El paso de ser un «elector» a ser un «ciudadano» implica entender que el voto no es una despedida, sino una delegación de poder que exige trabajo en equipo y control. Díaz sostiene que la labor civil debe continuar después de las elecciones mediante una fiscalización activa y constante. Según su análisis, la sociedad civil tiene la carga de pronunciarse involucrándose en el quehacer diario tanto del Ejecutivo como del Legislativo. Para él, la única vía efectiva para lograr un cambio real es que la población aprenda a «vivir la política» y se haga presente de manera continua, no solo cuando toca votar.
Por su parte, Berrios sostiene que, independientemente de por quién se haya optado en las urnas, el compromiso debe ser el mismo: estar pendientes de lo que se haga en el poder y a quiénes realmente benefician. Esa es la verdadera democracia. El votar es el primer paso. «Si queremos que esta situación cambie, tenemos que seguir dando los siguientes pasos que son ahora controlar y estar atentos a lo que suceda en los próximos cinco años», afirma el especialista.

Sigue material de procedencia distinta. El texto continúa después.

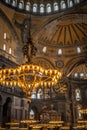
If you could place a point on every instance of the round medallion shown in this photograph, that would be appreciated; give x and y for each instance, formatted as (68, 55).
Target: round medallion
(59, 64)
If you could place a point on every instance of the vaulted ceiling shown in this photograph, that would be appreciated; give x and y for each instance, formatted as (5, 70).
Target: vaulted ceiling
(66, 30)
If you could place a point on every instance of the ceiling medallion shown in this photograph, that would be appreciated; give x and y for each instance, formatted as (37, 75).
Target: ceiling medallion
(59, 64)
(29, 76)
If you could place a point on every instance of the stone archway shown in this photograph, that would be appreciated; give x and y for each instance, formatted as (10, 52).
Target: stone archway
(6, 115)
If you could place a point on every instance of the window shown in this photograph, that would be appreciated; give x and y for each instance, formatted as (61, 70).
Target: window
(76, 1)
(31, 114)
(81, 75)
(59, 51)
(70, 3)
(33, 96)
(56, 6)
(48, 8)
(41, 8)
(76, 75)
(63, 5)
(79, 114)
(7, 1)
(14, 3)
(21, 4)
(34, 8)
(44, 49)
(27, 6)
(39, 94)
(10, 51)
(78, 50)
(4, 47)
(78, 94)
(4, 36)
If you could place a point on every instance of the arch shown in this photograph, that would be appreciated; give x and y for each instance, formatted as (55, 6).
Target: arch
(55, 5)
(72, 64)
(21, 4)
(41, 8)
(35, 111)
(44, 62)
(14, 3)
(48, 8)
(62, 4)
(0, 99)
(35, 8)
(70, 3)
(27, 6)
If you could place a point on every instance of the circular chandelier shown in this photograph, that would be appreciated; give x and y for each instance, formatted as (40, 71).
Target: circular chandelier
(29, 76)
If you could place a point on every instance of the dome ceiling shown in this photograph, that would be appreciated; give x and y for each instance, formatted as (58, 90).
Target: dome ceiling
(39, 7)
(70, 30)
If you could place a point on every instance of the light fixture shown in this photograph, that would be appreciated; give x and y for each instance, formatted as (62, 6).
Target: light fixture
(29, 76)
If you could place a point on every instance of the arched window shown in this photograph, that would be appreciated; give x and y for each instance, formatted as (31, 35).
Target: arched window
(34, 8)
(55, 6)
(78, 94)
(10, 50)
(5, 35)
(27, 6)
(44, 49)
(78, 50)
(13, 3)
(41, 8)
(70, 3)
(31, 114)
(59, 51)
(21, 4)
(79, 113)
(48, 8)
(81, 75)
(7, 1)
(75, 75)
(63, 5)
(77, 1)
(39, 94)
(4, 47)
(33, 96)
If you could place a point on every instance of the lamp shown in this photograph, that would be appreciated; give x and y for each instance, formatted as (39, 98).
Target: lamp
(29, 76)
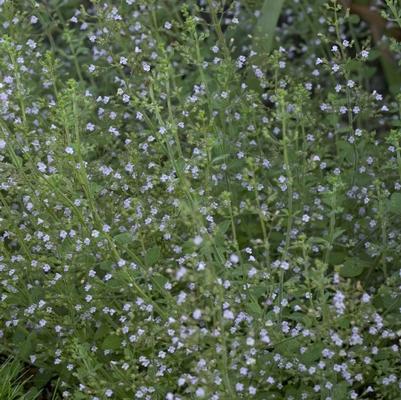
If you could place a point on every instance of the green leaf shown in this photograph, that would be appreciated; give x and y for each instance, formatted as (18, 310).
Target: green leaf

Berrios Espezúa recuerda que el ciudadano tiene el derecho de pedir espacios formales. «Cada parlamentario tiene la obligación de realizar la Semana de Representación. En este periodo, los ciudadanos pueden acudir a las oficinas de enlace o solicitar audiencias públicas», aclara. A nivel municipal y regional, existen las Audiencias Públicas de Rendición de Cuentas, donde el elector puede cuestionar el uso del dinero público. Tenemos que evitar que las instituciones se vuelvan sordas.
Participar en política no es solo un deber legal, es un acto de amor por el Perú. Nuestro país es poseedor de una riqueza incalculable, no solo en recursos naturales o milenaria historia, sino en el potencial de su gente. Cada decisión tomada en el Congreso o el Ejecutivo afecta directamente el precio de los alimentos, la calidad de nuestros hospitales y las oportunidades de los jóvenes. Ignorar la política es permitir que otros decidan sobre ese patrimonio que nos pertenece a todos.
CARACTERÍSTICAS
- Participación ciudadana: Las personas pueden votar en elecciones y expresar sus opiniones libremente.
- Elecciones libres y periódicas: Los gobernantes son elegidos mediante votaciones justas.
- Respeto a los derechos humanos: Se protegen libertades como la expresión, la prensa y la igualdad ante la ley.
- División de poderes: El poder se distribuye entre diferentes instituciones (Ejecutivo, Legislativo y Judicial) para evitar abusos.
- Estado de derecho: Todas las personas, incluso los gobernantes, deben cumplir la ley.
La democracia es una forma de organización política en la que el poder de un país reside en el pueblo. Es decir, son los ciudadanos quienes tienen el derecho de elegir a sus autoridades y participar en las decisiones importantes, generalmente a través del voto.